This guide covers Android-specific scope implementations and patterns. For core scope concepts (scope lifecycle, scope linking, KoinScopeComponent), see Scopes.

Overview

Scopes in Koin allow you to manage the lifecycle of your dependencies to match Android component lifecycles. This prevents memory leaks and ensures proper resource management.
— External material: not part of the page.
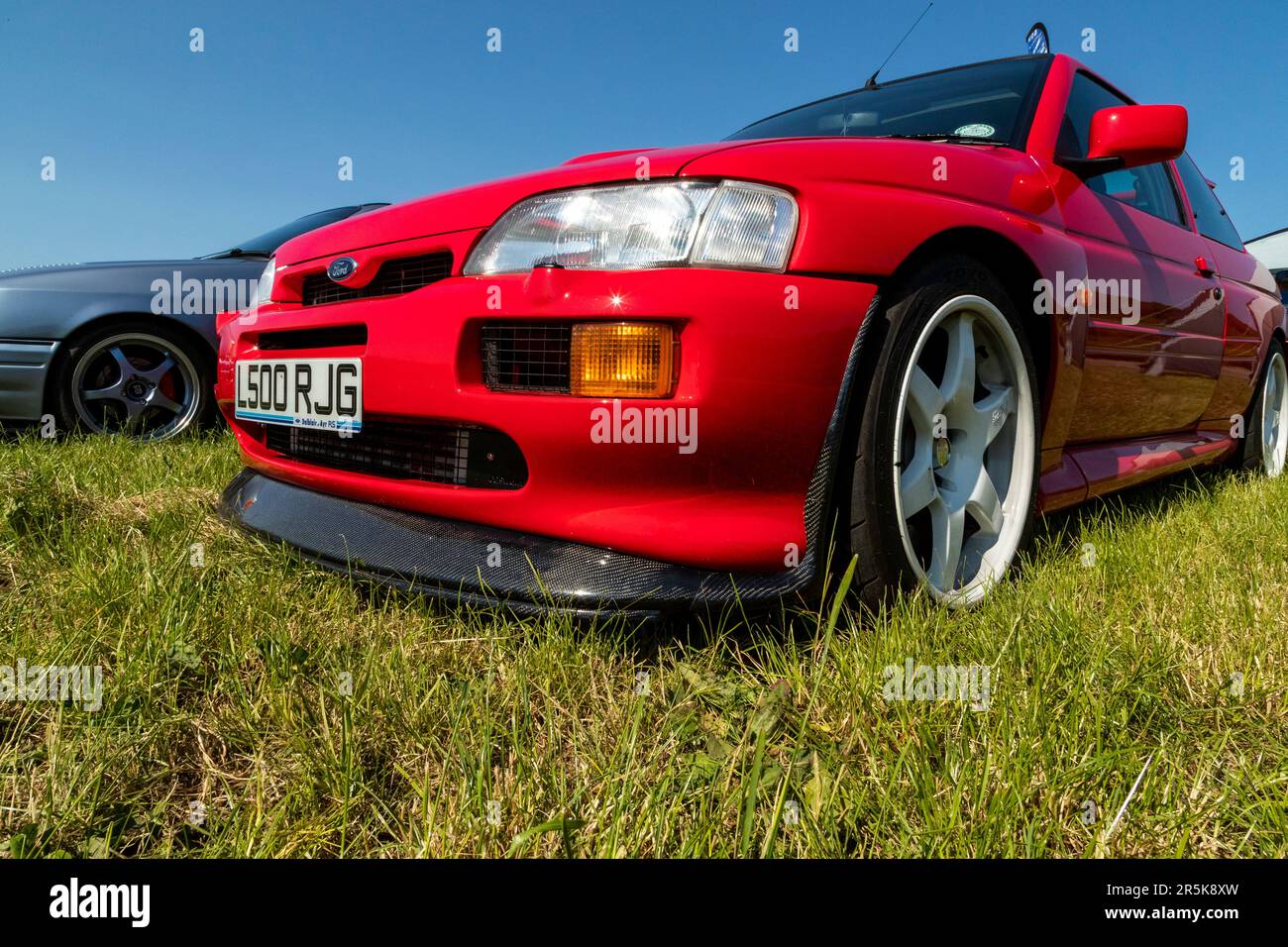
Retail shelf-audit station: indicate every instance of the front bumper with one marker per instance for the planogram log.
(465, 564)
(763, 360)
(24, 368)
Scope Hierarchy & Lifetime

Scope Type	Lifetime	Survives Config Change	Use Case	DSL
Application	Entire app	✅ Yes	Singletons, repositories, managers	single { }
Activity	Activity lifecycle	❌ No	Activity-specific state, shared across fragments	activityScope { }
Activity Retained	Until Activity finish	✅ Yes (ViewModel-backed)	State that survives rotation	activityRetainedScope { }
Fragment	Fragment lifecycle	❌ No	Fragment-specific state	fragmentScope { }
ViewModel	ViewModel lifecycle	✅ Yes	ViewModel dependencies	viewModelScope { } or scope<MyViewModel> { }
Custom	Manual control	Depends on impl	Session, user state	scope(named("name")) { }

Scope Relationships

Application Scope (single { })
    └── Activity Retained Scope (survives rotation)
            └── Activity Scope
                    ├── Fragment Scope 1
                    ├── Fragment Scope 2
                    └── Fragment Scope 3
            └── ViewModel Scope (can't access Activity/Fragment scope)

info

Key Principle: Child scopes can access parent scope definitions, but not vice versa. This prevents memory leaks and ensures proper lifecycle management.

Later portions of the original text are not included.